Quello stesso inverno, le regalai un’enorme sciarpa di lana viola. La indossava ogni volta che sperava sarei andato a trovarla, mi diceva. Indovinava sempre. Io non credo che la mettesse ogni giorno. Mi spiegò che nella sua camera aveva liberato uno scaffale apposta, dove ripiegava la sciarpa ogni pomeriggio, dopo avermi incontrato. Le mattine che non la indossava, le rivolgeva sempre uno sguardo triste, e pensava a me – testuali parole – per 6,3 secondi.

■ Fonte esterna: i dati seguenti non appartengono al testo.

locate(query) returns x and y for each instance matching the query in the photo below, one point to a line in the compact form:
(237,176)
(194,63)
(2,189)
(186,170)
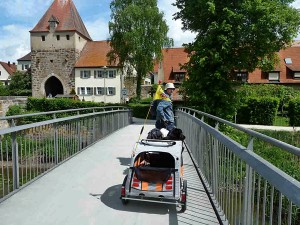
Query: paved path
(85,190)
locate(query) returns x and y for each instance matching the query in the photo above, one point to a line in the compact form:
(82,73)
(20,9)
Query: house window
(288,61)
(89,91)
(297,75)
(111,91)
(99,91)
(274,76)
(112,73)
(85,74)
(99,73)
(179,77)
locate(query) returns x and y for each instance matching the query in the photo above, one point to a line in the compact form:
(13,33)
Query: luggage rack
(158,143)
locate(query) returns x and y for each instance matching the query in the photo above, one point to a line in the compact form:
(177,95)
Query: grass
(281,121)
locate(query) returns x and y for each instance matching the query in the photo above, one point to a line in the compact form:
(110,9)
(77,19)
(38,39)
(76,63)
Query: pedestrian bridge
(69,170)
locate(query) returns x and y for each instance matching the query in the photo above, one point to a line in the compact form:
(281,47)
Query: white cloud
(14,41)
(175,26)
(98,29)
(21,8)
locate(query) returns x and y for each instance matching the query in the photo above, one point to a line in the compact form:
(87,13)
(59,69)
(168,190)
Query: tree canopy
(138,33)
(237,35)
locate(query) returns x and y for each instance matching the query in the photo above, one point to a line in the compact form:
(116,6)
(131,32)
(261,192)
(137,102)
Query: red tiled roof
(26,57)
(294,68)
(173,58)
(67,15)
(94,55)
(286,70)
(10,68)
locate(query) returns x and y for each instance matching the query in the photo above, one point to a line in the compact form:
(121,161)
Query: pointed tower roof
(67,16)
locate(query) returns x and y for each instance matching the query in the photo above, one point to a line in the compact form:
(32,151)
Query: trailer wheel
(184,192)
(124,201)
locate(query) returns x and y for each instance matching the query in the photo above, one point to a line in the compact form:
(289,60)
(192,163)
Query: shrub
(258,110)
(294,112)
(140,110)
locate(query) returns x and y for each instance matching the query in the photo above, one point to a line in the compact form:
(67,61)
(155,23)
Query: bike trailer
(156,174)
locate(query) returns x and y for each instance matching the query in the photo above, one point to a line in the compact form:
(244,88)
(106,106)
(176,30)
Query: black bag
(153,108)
(175,134)
(155,134)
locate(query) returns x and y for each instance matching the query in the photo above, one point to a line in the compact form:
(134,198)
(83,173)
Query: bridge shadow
(124,162)
(111,198)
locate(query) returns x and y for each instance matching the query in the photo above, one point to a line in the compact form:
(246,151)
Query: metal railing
(28,151)
(245,188)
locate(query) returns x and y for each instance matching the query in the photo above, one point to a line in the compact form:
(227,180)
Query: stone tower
(56,43)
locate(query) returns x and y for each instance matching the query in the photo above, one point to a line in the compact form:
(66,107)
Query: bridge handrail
(274,175)
(60,111)
(285,146)
(28,151)
(52,121)
(243,186)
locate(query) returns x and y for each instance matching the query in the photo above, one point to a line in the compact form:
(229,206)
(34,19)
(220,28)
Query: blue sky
(18,17)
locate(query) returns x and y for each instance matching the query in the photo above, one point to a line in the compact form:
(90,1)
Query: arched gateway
(53,86)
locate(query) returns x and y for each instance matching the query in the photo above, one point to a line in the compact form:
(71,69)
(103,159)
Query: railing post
(55,145)
(94,127)
(201,146)
(247,209)
(215,165)
(15,159)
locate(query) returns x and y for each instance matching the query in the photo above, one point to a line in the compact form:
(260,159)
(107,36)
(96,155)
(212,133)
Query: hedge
(140,110)
(54,104)
(294,112)
(258,110)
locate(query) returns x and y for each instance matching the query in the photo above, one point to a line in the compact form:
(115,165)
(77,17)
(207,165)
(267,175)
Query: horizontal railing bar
(284,146)
(57,112)
(286,184)
(46,122)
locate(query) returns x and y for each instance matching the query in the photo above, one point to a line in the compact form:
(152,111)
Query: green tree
(3,90)
(20,84)
(137,34)
(232,36)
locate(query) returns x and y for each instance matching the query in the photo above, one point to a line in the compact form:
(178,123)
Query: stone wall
(5,102)
(59,63)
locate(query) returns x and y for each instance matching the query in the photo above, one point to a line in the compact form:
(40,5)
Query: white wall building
(6,70)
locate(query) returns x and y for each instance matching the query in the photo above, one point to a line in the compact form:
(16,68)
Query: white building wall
(4,75)
(92,82)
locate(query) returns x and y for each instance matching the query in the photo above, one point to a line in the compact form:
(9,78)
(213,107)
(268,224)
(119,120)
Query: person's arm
(160,110)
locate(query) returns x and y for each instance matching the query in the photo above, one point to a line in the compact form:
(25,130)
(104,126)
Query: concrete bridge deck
(85,190)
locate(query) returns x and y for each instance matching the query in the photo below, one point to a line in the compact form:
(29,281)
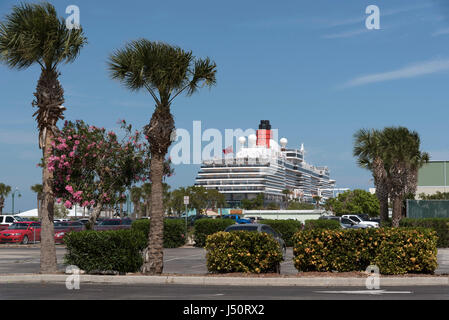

Io non avevo il permesso di entrare negli alloggi, così credevo a tutto ciò che mi raccontava. In realtà, avevo cercato le immagini della struttura su internet: le camere erano scatole sgualcite che non superavano i 10 mq, bagno incluso. Ma lasciavo che lei, almeno in me, trovasse il terreno fertile per impiantare il suo assurdo, fragile universo. Le sue strane compagnie e i suoi antri segreti, il suo balconcino botanico e le sue tende altissime come quelle delle principesse.

Un giorno arrivai al cancello del giardino col freddo dentro e una bambola di pezza dal nome di Tina nello zaino.
Contravvenendo al giuramento di Ippocrate per soccombere alla compassione umana, un’infermiera di mezz’età si concesse in cinque minuti di una spiegazione in cui figuravano una sciarpa al collo, un letto, 42 pillole accumulate di nascosto nella scatola del temperamatite e una rianimazione fallita.
Uscendo buttai via la bambola nel primo cestino.

Era intrappolata in un mondo terribile, Michelle.